Russian businessman says company is clean
A Swiss-based Russian whose Tauranga "bank" has drawn the attention of New Zealand government agencies insists he is a clean businessman and he was trying to play peacemaker when he met with Saddam Hussein's government in 2001.
Gazi Luguev is the majority owner of Lakia Financial, a New Zealand-registered company incorporated and headquartered at the Tauranga home of twice-bankrupted Elvis impersonator Darryl Jensen.
The Official Assignee said last week it was investigating Jensen's role in Lakia, and would be deregistering the company if it was found not to be conducting any activity in New Zealand. The Reserve Bank has also contacted Lakia requesting it cease using the word “bank” in its advertising.
Luguev provided a lengthy statement in Russian this week outlining his strong rebuttal of media reports from his country of birth accusing him of criminal links.

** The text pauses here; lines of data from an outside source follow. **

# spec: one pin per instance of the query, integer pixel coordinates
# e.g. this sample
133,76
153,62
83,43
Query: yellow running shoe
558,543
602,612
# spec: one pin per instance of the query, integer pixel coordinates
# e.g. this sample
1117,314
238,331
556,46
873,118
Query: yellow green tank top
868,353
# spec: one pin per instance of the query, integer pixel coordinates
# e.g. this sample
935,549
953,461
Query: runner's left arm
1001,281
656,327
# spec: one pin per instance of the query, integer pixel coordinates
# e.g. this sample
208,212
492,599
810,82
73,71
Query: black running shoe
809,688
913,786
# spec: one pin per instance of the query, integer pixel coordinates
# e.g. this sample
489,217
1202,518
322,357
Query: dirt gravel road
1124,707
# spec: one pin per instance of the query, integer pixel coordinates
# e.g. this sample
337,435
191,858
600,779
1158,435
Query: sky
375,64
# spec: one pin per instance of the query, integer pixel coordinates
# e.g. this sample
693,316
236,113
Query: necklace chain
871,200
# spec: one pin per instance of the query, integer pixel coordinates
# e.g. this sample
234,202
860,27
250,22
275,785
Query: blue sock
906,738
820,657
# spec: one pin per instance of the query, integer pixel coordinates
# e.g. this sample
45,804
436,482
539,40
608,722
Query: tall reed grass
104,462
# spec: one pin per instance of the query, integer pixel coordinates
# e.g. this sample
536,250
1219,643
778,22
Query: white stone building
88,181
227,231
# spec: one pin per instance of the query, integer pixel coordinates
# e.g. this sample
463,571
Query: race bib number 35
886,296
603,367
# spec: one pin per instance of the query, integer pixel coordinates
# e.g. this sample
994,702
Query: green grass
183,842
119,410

He strongly denies any contact with criminals and said his sole dealing with police in Russia was for a speeding offence.

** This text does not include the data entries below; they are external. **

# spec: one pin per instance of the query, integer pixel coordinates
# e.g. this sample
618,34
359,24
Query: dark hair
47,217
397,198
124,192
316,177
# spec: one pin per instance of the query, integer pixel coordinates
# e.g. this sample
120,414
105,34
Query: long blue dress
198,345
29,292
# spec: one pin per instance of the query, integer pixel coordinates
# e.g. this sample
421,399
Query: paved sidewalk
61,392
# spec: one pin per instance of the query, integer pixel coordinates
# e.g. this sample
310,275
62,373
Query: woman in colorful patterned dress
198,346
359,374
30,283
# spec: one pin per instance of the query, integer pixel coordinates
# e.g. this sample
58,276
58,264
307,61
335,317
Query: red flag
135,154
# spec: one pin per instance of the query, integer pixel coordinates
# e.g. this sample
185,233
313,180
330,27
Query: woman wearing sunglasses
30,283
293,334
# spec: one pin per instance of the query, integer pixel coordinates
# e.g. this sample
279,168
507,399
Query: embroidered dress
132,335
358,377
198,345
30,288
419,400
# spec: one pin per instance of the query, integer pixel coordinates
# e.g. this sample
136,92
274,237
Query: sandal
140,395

He said this week from Geneva: "I never even talked with the police [in Russia], because all the time I had special permission to drive and they couldn't stop my car because I was a big boss. I had a government job," he said.
Luguev said he struggled with bad press in Russia as the country for a time was turbulent and without legal safeguards.

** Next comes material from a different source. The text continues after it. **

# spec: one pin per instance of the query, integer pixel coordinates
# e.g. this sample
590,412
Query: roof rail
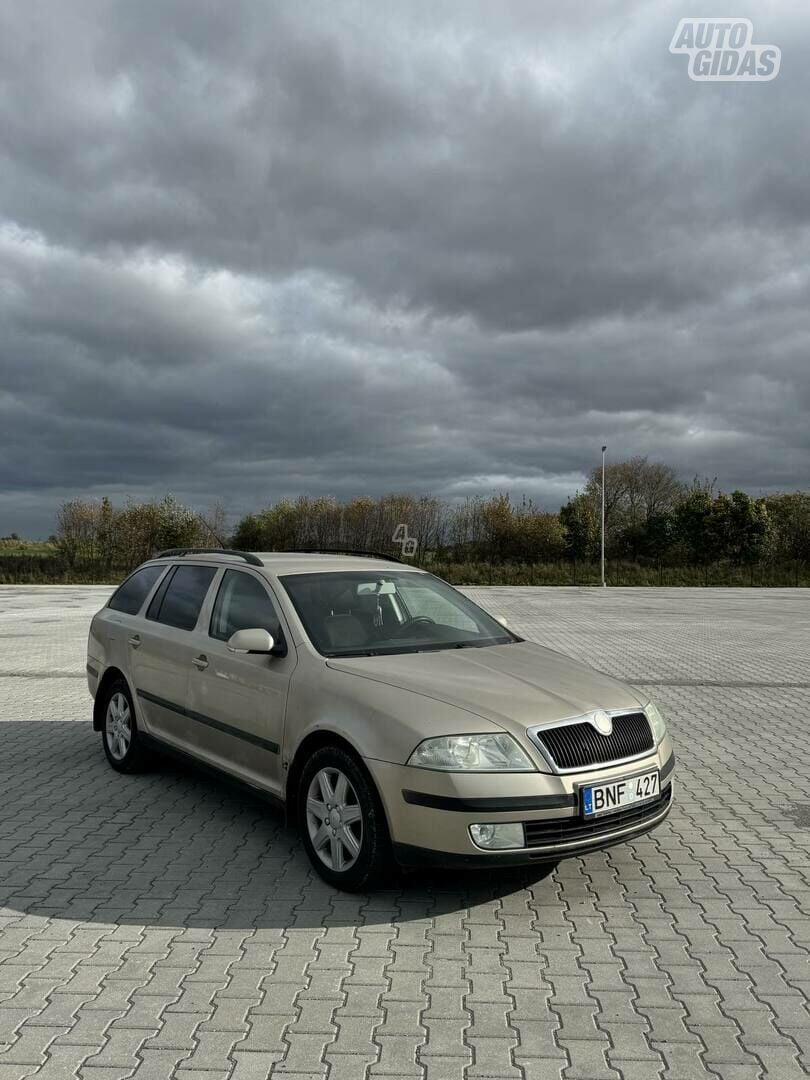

"You cannot imagine. If you want to know the story of Russia? Before Yeltsin there was no government - you could write what you wanted about anyone."
Luguev said the articles published against him were politically motivated.
"I write to the regime of Putin, the regime of Yeltsin - maybe he was drunk - and then maybe someone wanted to make my name bad, that is all."
Luguev also disputed reporting about his involvement in the United Nations' oil-for-food scandal following his visit to Iraq in early 2001. Luguev had complained to the United Nations when his US$60,000 "advance payment" to secure an oil contract was not returned after the deal fell over.
Luguev said his visit to Baghdad was primarily for peaceful purposes, and he even urged Saddam Hussein to bury the hatchet with the United States.
"I have special meeting with Saddam. I told him ‘Listen, you have to be very close friends with America, with Israel'. I talked with his son [Uday]. But I never made a single business deal with Iraq. I sent an official money as part of the transaction, but never made one job with Iraq, never," he said.
Luguev said he had co-operated with a subsequent investigation into Iraq's oil-for-food scandal and it had cleared him of any criminal wrongdoing.
"I received monetary penalty, that's all. They did not litigate my company," he said.
Luguev said Lakia, was one of many businesses he ran and it had never traded.
"This finance company, we have to work, we are businesspeople. We have to work, we have to create, it's not forbidden," he said.
Lakia's director, the Paris-based Sam Zormati, said he was severing links with company formation agent Jensen.
Last week Lakia's website went offline and emails sent to Zormati at the company's address began bouncing.